Caroline Abrahams, Charity Director at Age UK and Co-Chair of the Care and Support Alliance said:
“We are deeply disappointed that no immediate or longer term support for social care, so badly battered by the pandemic, was announced in the Budget. Experts have been warning about the sustainability of many smaller care companies for some time and unfortunately the Chancellor spurned this opportunity to give them a helping hand. The result may well be an upsurge in closures over the next few months, putting more stress and strain on older and disabled people & their unpaid carers, who have already endured so much.

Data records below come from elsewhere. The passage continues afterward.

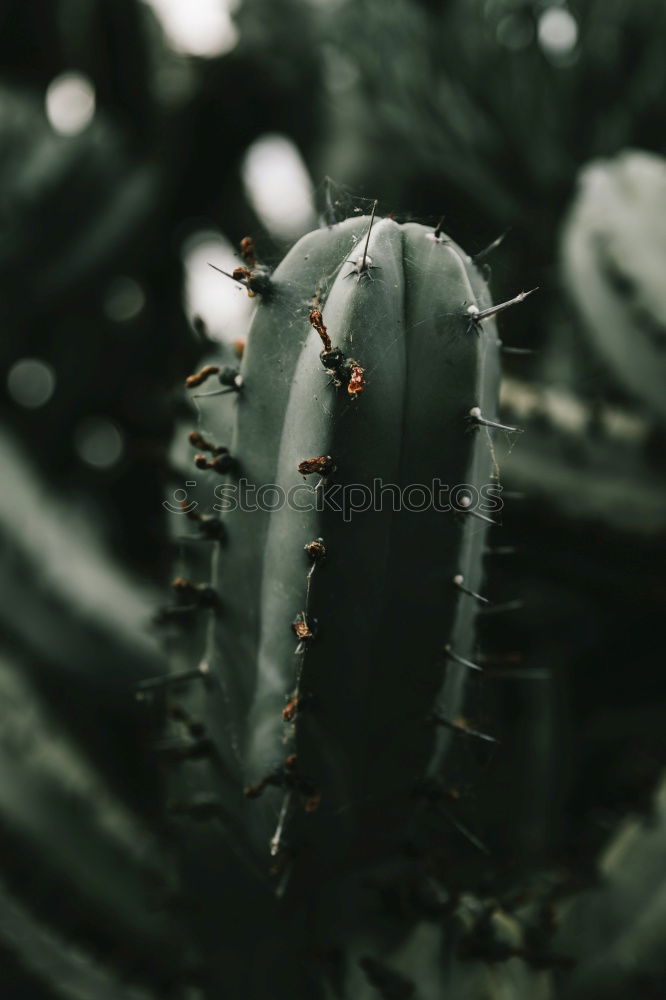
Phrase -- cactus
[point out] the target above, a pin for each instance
(321, 705)
(613, 263)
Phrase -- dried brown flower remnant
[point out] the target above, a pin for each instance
(312, 802)
(322, 465)
(192, 381)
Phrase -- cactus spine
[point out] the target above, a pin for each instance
(331, 674)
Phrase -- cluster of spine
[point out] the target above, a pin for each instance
(338, 649)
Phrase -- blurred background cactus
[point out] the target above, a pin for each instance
(142, 140)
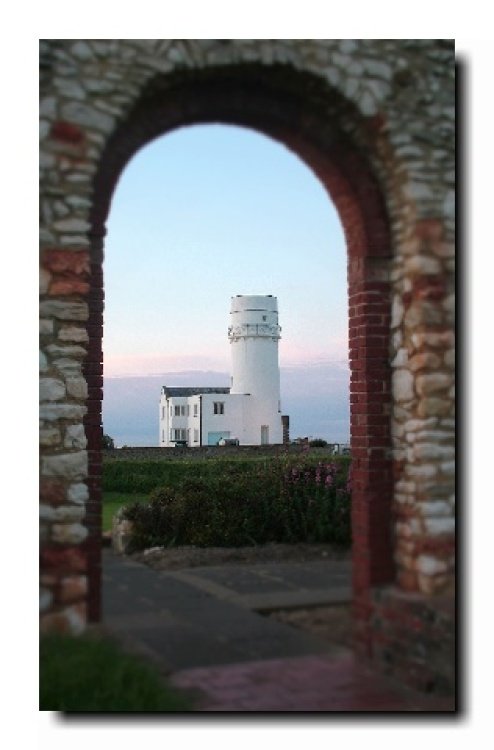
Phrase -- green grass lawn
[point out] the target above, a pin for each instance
(112, 501)
(91, 673)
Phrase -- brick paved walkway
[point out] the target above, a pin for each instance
(309, 683)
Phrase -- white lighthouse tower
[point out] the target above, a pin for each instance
(254, 334)
(247, 413)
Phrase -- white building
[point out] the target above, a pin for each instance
(249, 411)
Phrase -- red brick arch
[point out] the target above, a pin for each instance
(300, 111)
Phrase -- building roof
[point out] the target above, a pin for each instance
(184, 392)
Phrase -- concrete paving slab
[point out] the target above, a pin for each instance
(185, 626)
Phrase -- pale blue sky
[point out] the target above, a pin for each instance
(202, 214)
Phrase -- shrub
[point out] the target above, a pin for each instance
(282, 501)
(86, 674)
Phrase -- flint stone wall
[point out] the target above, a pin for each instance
(395, 101)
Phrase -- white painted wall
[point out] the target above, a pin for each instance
(253, 405)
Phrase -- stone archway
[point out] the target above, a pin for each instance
(278, 105)
(374, 120)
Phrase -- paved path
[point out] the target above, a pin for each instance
(202, 626)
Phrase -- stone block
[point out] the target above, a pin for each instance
(51, 389)
(78, 493)
(432, 382)
(402, 385)
(77, 387)
(64, 310)
(64, 533)
(75, 437)
(68, 465)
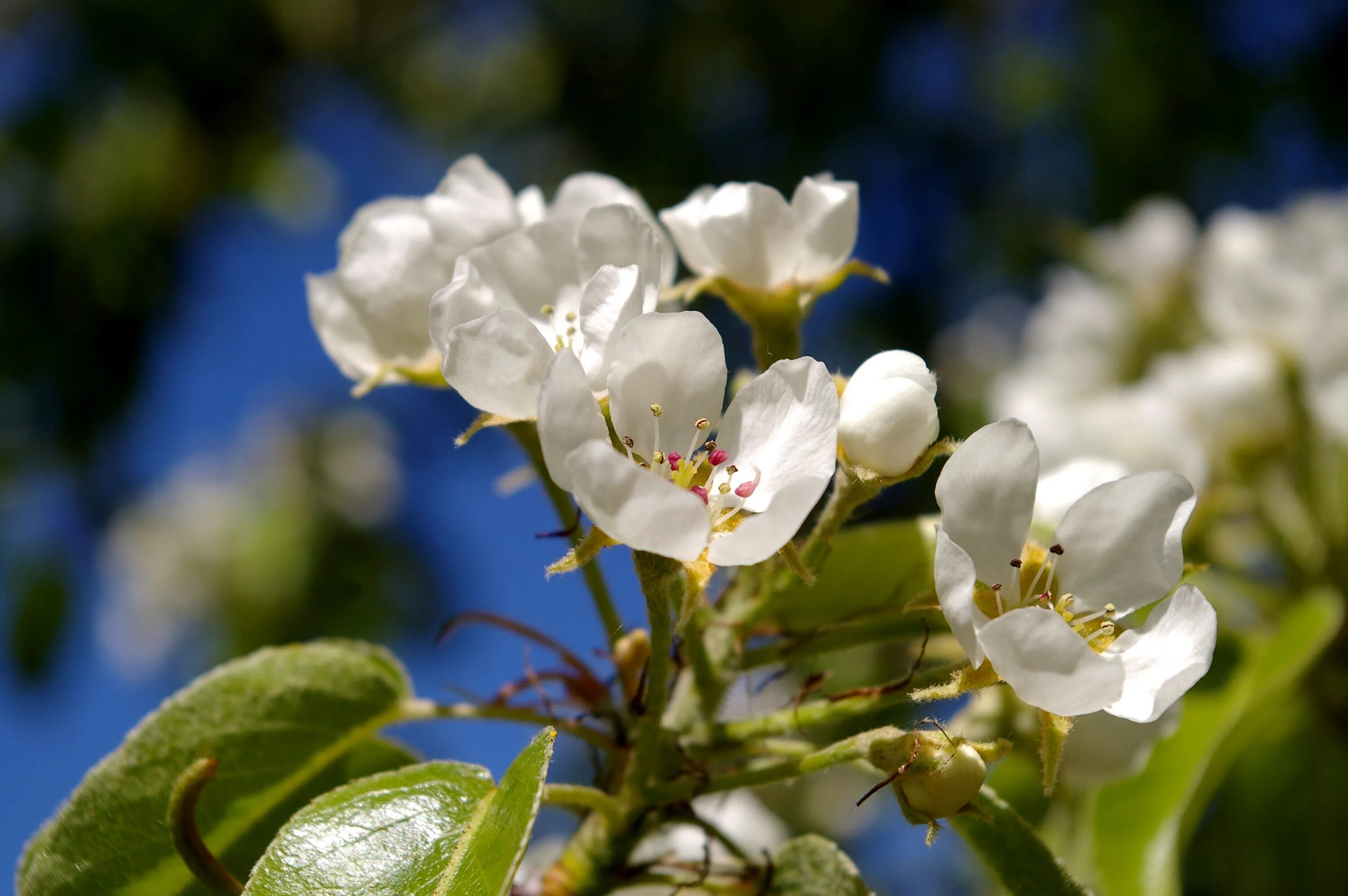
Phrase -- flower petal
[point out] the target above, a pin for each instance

“We and many others will also be seeking assurances that the lack of any mention of longer term care refinancing and reform does not reflect an intention on the part of this Government to renege on its repeated promise to ‘fix’ care by bringing forward concrete proposals later in the year. “
Chris Thomas, head of the Better Health and Care Programme at IPPR, said:
On Funding for the NHS
“Many will be shocked to see so little in the budget on the NHS and care during a pandemic. The chancellor has not given enough support to help the NHS through its massive backlog. He has not pre-empted an inevitable rise in Covid-19 this winter. And he has not helped prepare against the risks posed by future health shocks: pandemics, climate change, anti-microbial resistance and an ageing population. For a government committed to ‘build back better’, it is a dangerous lack of foresight.”
On Social Care
“Covid-19 has been devastating for social care services and for the people who rely on them. The chancellor’s budget today brings no relief – the sector was not even mentioned in the hour-long speech. We urgently need free personal social care at the point of delivery, based on need and funded through general taxation.”